The flash of light lasted for approximately 10 minutes, prompting many to take to social media to post about the strange sighting. Viewers reported it to look like a fireball with debris falling from it as it travelled through the sky at around 6:00 PM PST.
The debris was described as looking like a comet with a long tail, leading many to think it was part of the Ursid meteor shower, while others insisted that it was a UFO.
Reports of rocket sightings came in from Indio, Death Valley, Santa Barbara, Ventura, Corona, Irvine and Las Vegas, before it entered the atmosphere over Arizona and burned up, CBS reported.
NASA reportedly received so many calls about the mysterious fireball that the Jet Propulsion Laboratory and the North American Aerospace Defense Command decided to investigate.
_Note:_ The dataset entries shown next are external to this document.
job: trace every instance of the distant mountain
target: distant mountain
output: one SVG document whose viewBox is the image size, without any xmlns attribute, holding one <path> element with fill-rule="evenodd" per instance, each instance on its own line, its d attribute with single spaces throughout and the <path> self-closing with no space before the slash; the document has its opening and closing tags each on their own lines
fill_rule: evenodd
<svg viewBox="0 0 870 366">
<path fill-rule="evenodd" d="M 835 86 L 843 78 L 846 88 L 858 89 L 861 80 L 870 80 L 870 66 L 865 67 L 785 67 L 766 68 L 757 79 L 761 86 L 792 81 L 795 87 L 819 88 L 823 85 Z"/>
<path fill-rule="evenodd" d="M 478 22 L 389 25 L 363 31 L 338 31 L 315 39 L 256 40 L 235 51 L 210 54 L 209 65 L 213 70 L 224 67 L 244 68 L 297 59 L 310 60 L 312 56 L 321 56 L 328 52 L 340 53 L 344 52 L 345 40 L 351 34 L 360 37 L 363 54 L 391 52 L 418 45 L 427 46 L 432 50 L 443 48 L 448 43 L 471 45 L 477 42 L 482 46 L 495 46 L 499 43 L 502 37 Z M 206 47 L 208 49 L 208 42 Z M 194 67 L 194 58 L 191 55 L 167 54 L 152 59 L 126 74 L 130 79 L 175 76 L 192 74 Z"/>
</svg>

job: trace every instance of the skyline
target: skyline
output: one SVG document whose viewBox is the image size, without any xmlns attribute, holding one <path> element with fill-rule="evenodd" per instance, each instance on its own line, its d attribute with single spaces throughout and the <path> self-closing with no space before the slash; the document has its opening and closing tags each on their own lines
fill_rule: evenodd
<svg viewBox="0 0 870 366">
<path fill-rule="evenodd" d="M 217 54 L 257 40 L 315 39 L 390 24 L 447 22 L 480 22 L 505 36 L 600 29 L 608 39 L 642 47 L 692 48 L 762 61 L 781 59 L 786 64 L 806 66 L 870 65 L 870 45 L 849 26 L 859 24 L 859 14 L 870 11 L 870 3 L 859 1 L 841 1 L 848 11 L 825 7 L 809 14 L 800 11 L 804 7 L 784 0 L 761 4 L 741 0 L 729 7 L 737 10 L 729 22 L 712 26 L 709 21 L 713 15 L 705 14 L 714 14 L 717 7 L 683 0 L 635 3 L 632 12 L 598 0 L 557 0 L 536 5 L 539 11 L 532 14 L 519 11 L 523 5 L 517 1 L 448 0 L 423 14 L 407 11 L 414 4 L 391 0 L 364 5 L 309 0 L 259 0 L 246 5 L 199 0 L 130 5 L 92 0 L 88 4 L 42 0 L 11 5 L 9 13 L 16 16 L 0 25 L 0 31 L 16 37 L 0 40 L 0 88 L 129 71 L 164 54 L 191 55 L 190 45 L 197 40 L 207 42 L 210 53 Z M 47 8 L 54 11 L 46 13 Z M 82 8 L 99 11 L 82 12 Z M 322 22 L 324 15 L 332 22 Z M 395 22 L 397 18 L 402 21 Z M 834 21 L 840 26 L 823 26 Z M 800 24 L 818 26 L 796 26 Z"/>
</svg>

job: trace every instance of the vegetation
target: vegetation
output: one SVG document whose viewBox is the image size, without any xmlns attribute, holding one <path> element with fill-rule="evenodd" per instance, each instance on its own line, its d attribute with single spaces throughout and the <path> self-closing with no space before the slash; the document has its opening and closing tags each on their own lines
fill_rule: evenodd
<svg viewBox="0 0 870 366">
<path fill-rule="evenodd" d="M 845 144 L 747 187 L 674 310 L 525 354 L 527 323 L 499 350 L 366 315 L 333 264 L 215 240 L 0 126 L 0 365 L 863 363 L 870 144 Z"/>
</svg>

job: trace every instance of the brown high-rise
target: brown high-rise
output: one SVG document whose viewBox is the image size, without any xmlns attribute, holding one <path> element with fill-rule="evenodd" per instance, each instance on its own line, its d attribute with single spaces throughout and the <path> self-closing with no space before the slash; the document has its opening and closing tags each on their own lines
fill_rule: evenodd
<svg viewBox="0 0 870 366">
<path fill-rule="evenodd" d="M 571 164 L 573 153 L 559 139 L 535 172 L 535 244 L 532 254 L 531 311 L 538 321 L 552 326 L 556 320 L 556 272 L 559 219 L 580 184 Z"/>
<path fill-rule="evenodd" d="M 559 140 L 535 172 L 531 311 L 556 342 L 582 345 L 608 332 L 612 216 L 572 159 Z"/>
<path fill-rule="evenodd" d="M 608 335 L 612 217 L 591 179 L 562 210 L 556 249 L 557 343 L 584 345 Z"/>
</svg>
Late Tuesday evening, the US Strategic Command of the Department of Defense announced that they had determined that it was a Russian SL-4 rocket body:
“US Strategic Command’s Joint Functional Component Command for Space (JFCC Space), through the Joint Space Operations Center (JSpOC), removed a Russian SL-4 rocket body from the US satellite catalog as a decayed object after it reentered the atmosphere today over North America (vicinity Arizona) at approximately 1908 MST…Additional questions about the rocket body should be directed to Russian authorities, particularly Roscosmos (Russian Federal Space Agency).”
It turned out to be the Russian Soyuz rocket that launched Monday, carrying the Progress spacecraft to the International Space Station.